The risk was real: whistleblowers from inside the detention regime had been threatened with jail for speaking out. Offshore detention security firms had hired private investigators to track down the sources of Guardian stories.

“We were clearly very careful about who had access to the material and how we talked about it,” Woodward says. “A lot of the staff knew we had something but didn’t know what. There were a lot of conversations with our lawyers in Sydney.”

Then – “bang, we just put it all up there,” Marshall says. Months of careful planning finally became the Nauru files, the largest cache of documents to be leaked from within Australia’s asylum seeker detention regime.

The story featured on the front page of the Guardian newspaper in the UK as well as on Guardian websites around the world, backed by dozens of accompanying pieces, videos and photo galleries. It punched through in a way immigration stories rarely do.

In the short term, it triggered a parliamentary inquiry.

Ben Doherty
Reporter Ben Doherty at home in Sydney: ‘This wasn’t us talking. This was the regime itself talking, and revealing all of this awfulness.’ Photograph: Mike Bowers/The Guardian

It also, according to reporter Ben Doherty, disproved the government’s claim at the time that journalists were exaggerating what was occurring on the island or running an activist line.

“This wasn’t us talking,” he says. “This was the regime itself talking, and revealing all of this awfulness and how brutal those conditions were. That’s what made it incredibly powerful and irrefutable and unimpeachable – that these are your own documents.”

In the long term, Davidson says the story significantly shifted the debate about Australia’s treatment of asylum seekers. “There had always been this argument about focusing on whether these people have a legitimate asylum claim.

“The Nauru files show that’s not the argument we’re supposed to be having. The argument is how we treat people when they come and ask for help.”

Woodward, who is now head of sport at the Guardian UK, says the project was an “undeniable illustration of the profound human cost [of Australia’s immigration policy], and brought it home not just to Australians but people across the world”.

For Farrell, the fact that interest in the Nauru files has persisted well past the date the stories were published is their most unexpected legacy. Years since their release, the documents have been referenced in public readings, protests, art installations and plays. “[The database] is housed online in perpetuity,” he says. “It lives on, in this strange way.”

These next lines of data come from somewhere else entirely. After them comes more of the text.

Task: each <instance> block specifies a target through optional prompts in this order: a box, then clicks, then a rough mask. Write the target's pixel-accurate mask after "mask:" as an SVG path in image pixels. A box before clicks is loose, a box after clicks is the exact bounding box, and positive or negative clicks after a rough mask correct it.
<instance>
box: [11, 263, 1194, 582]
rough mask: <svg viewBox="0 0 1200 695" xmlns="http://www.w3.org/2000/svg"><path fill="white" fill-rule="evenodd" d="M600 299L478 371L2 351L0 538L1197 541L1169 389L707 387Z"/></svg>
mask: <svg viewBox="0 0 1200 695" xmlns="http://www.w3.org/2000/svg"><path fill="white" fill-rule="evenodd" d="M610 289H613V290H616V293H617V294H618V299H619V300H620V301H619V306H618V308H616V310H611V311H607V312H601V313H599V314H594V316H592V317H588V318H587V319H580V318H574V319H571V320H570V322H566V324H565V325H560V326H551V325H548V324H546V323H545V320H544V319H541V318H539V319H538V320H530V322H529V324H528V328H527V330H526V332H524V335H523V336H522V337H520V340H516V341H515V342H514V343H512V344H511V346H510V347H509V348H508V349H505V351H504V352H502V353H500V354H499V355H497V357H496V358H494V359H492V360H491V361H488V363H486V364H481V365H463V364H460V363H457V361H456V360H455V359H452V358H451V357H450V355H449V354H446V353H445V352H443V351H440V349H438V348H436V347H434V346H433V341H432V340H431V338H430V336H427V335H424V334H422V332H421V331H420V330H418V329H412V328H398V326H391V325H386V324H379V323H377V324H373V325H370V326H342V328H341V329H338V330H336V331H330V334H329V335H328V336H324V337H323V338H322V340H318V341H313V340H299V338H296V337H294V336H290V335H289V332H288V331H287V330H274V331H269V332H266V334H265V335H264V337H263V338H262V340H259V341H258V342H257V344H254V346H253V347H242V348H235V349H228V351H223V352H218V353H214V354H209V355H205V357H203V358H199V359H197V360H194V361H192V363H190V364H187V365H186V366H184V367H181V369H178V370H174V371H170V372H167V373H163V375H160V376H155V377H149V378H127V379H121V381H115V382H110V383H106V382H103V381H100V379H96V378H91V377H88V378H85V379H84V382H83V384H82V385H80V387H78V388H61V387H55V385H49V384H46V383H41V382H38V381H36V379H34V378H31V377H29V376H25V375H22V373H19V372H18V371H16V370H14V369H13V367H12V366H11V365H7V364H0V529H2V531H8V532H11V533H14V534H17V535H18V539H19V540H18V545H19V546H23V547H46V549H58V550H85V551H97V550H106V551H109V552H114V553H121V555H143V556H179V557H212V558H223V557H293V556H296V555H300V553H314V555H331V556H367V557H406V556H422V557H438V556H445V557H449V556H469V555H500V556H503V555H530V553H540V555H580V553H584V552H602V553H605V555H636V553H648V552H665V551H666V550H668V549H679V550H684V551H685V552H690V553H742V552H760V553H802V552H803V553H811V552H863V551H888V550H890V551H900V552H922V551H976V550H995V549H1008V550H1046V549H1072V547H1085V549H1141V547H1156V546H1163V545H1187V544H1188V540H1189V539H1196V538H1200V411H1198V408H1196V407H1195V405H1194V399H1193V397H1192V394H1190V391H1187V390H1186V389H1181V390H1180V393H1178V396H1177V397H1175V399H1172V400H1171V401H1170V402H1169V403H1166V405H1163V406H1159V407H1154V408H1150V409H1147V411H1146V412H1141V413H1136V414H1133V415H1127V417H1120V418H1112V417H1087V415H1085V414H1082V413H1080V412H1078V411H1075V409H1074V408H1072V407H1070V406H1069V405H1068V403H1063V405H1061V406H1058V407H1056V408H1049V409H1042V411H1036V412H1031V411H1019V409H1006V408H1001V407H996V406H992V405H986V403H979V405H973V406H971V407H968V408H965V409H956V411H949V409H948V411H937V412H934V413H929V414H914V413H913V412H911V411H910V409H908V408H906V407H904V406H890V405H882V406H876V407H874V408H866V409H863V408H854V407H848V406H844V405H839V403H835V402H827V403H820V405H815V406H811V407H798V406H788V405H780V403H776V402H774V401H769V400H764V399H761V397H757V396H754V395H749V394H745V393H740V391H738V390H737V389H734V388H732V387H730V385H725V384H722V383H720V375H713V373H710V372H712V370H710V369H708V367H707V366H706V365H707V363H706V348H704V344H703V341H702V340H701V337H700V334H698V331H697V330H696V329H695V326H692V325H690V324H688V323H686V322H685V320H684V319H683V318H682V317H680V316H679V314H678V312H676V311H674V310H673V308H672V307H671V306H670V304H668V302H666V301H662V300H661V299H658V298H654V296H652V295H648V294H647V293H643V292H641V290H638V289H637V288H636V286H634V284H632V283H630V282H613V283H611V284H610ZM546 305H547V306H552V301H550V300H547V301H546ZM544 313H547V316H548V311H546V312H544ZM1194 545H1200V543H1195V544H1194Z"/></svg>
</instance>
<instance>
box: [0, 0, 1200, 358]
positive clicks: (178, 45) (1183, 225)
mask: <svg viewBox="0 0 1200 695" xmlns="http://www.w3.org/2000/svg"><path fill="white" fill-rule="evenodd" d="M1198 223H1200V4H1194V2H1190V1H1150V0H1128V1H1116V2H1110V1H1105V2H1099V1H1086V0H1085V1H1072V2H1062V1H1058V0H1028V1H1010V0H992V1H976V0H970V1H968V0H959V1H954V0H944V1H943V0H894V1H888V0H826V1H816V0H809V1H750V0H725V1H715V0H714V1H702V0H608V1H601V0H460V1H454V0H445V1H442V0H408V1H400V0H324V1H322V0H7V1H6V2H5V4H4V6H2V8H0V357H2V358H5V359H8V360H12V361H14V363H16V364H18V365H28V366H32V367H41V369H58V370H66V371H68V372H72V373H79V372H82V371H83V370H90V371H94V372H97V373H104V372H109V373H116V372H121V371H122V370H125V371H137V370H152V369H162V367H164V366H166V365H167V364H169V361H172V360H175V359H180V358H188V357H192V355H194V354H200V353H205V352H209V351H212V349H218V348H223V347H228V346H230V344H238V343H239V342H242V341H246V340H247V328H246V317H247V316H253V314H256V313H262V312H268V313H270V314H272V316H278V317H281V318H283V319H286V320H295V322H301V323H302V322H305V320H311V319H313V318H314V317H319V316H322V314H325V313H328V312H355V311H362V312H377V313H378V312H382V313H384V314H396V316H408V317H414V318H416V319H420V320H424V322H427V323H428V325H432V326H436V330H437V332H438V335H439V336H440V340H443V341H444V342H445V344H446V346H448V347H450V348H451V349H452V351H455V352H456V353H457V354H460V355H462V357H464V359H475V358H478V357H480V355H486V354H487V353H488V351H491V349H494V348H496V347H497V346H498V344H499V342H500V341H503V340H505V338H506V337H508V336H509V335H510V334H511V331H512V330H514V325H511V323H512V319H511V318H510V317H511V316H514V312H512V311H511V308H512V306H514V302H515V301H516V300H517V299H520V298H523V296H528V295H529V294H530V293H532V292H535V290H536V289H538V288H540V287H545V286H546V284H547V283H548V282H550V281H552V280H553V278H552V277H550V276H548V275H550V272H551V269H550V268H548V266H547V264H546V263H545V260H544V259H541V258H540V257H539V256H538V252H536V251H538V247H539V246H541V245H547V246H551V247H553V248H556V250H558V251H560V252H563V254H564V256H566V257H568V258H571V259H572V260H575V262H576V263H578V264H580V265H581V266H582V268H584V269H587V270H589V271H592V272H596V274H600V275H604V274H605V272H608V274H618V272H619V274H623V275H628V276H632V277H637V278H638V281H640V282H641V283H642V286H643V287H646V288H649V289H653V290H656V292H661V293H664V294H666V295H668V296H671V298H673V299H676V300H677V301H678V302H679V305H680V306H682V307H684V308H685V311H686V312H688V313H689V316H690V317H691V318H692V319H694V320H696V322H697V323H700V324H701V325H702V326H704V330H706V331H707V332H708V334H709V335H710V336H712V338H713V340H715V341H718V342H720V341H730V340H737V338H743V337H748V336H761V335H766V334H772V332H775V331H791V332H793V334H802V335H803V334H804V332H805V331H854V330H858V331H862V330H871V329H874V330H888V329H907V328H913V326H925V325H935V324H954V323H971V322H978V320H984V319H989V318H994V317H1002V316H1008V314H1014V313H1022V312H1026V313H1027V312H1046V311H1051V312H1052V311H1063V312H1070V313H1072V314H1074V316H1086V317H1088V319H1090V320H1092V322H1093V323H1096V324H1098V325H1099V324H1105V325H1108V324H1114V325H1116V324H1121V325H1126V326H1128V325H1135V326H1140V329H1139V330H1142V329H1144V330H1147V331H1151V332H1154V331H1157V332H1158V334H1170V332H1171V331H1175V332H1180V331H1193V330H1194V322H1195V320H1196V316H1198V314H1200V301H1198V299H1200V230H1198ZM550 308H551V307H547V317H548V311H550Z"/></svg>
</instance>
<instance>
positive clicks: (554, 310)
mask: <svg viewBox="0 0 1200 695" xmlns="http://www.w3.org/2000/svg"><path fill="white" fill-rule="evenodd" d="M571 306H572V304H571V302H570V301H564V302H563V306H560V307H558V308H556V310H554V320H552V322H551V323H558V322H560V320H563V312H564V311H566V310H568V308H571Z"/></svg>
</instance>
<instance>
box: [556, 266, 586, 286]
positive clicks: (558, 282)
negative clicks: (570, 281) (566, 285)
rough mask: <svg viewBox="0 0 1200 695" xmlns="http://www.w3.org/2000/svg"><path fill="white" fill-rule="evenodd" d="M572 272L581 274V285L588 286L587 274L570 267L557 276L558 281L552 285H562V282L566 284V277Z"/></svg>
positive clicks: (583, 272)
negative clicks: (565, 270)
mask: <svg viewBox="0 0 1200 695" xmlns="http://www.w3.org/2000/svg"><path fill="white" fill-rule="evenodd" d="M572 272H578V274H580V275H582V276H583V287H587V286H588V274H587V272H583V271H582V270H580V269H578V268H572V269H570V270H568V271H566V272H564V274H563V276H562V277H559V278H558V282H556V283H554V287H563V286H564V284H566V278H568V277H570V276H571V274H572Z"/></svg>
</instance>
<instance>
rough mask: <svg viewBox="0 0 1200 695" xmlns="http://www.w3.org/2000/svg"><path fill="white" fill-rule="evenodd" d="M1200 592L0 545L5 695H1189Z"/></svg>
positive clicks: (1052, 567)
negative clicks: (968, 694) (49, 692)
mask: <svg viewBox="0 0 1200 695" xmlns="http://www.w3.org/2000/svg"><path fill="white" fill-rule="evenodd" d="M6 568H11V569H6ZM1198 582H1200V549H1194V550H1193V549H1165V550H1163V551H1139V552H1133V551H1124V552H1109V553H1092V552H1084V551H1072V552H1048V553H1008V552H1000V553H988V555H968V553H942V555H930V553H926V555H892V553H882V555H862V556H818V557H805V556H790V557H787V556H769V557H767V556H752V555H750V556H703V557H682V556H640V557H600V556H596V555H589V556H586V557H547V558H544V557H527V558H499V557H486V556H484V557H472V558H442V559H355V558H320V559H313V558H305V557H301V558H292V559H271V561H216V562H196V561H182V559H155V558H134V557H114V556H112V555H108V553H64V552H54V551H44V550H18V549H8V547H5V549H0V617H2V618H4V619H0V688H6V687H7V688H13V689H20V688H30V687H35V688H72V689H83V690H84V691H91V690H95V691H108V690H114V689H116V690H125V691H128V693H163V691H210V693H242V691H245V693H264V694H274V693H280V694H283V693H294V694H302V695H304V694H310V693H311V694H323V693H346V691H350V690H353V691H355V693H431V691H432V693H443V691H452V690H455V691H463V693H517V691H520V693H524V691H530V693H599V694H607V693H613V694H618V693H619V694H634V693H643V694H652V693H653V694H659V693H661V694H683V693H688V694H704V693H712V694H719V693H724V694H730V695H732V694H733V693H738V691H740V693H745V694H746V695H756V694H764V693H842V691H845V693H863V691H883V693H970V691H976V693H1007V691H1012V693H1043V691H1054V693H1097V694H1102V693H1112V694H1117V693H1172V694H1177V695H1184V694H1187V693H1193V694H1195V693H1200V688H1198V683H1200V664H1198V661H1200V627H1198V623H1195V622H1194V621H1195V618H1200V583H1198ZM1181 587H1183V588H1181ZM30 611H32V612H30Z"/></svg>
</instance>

The detention centre on Nauru remains Australia’s “enduring form” of offshore processing, Doherty says. Australia was forced to shut its other international detention centre on Manus Island after Papua New Guinea’s supreme court ruled it was illegal. “But there are still nearly 90 refugees and asylum seekers held in PNG, most trapped in a dangerous existence on the margins of the capital Port Moresby,” he says. “Australia claims – wrongly – it has no legal responsibility for them.”

The 40 refugees still held on Nauru live in the community. The detention centre itself is in abeyance, on standby for future arrivals.